The Parametric t-statistic

Parametric t-statistic: \[\frac{\bar{x} - \mu_0}{SE(\bar{x})} = \frac{0.7333 - 0.76}{0.0076} \approx -3.49\]

Finding the Critical Values

For a two-tailed test with \(\alpha = 0.05\) and \(df = 235\), the critical t-values are:

dfree <- nrow(my_condition) - 1
alpha <- 0.05

t_crit_lower <- qt(p = alpha/2, df = dfree)
t_crit_upper <- qt(p = 1 - alpha/2, df = dfree)

cat("Critical values: t <", round(t_crit_lower, 2), "or t >", round(t_crit_upper, 2))
Critical values: t < -1.97 or t > 1.97

Map the Critical Values onto the Student’s t-Distribution

Since \(|t| = 3.49 > 1.97\), we reject \(H_0\).

Compute p-value Directly

Using the observed t-statistic, the two-tailed p-value is:

p_value_manual <- 2 * pt(-abs(t_stat), df = dfree)

cat("p-value =", round(p_value_manual, 6))
p-value = 0.000574

Interpretation: The probability of observing a t-statistic as extreme as -3.49 (or more extreme in either direction) is 0.000574 if the null hypothesis were true.

A One-Sample t-test

Interpretation:

  • \(t(235) = -3.49\), \(p = 0.00057\)
  • Our observed mean (0.733) is significantly different from 0.76
  • 95% CI: [0.72, 0.75]

Conclusion: Participants who saw the PI visualization underestimated the special boulder’s advantage.

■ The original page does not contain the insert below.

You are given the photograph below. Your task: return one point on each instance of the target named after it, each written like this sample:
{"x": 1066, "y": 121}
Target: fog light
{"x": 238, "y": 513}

Summary: The NHST Framework

The complete process:

  1. State hypotheses: \(H_0\) vs. \(H_A\)
  2. Set α level (often 0.05 — two-tailed — with 0.025 in each tail)
  3. Calculate test statistic
  4. Find critical values using qt() and/or calculate p-value using pt()
  5. Make decision:
    • If \(p < \alpha\) (or \(|t|\) exceeds the critical value): Reject \(H_0\)
    • If \(p \geq \alpha\) (or \(|t|\) does not exceed the critical value): Fail to reject \(H_0\)

Key insight: A 95% CI that excludes the null value, a p-value < 0.05, and a t-statistic in the rejection region all tell the same story!

Wrapping Up

Remember:

  • NHST starts with a skeptical stance (the null hypothesis)
  • We evaluate whether our data would be surprising under that assumption
  • Standardization allows us to compare results across different studies
  • The t-distribution provides a theoretical shortcut when assumptions hold
  • The p-value is NOT the probability that the null hypothesis is true — it is the probability of obtaining a test statistic as extreme or more extreme than in the observed sample, IF the null hypothesis is true.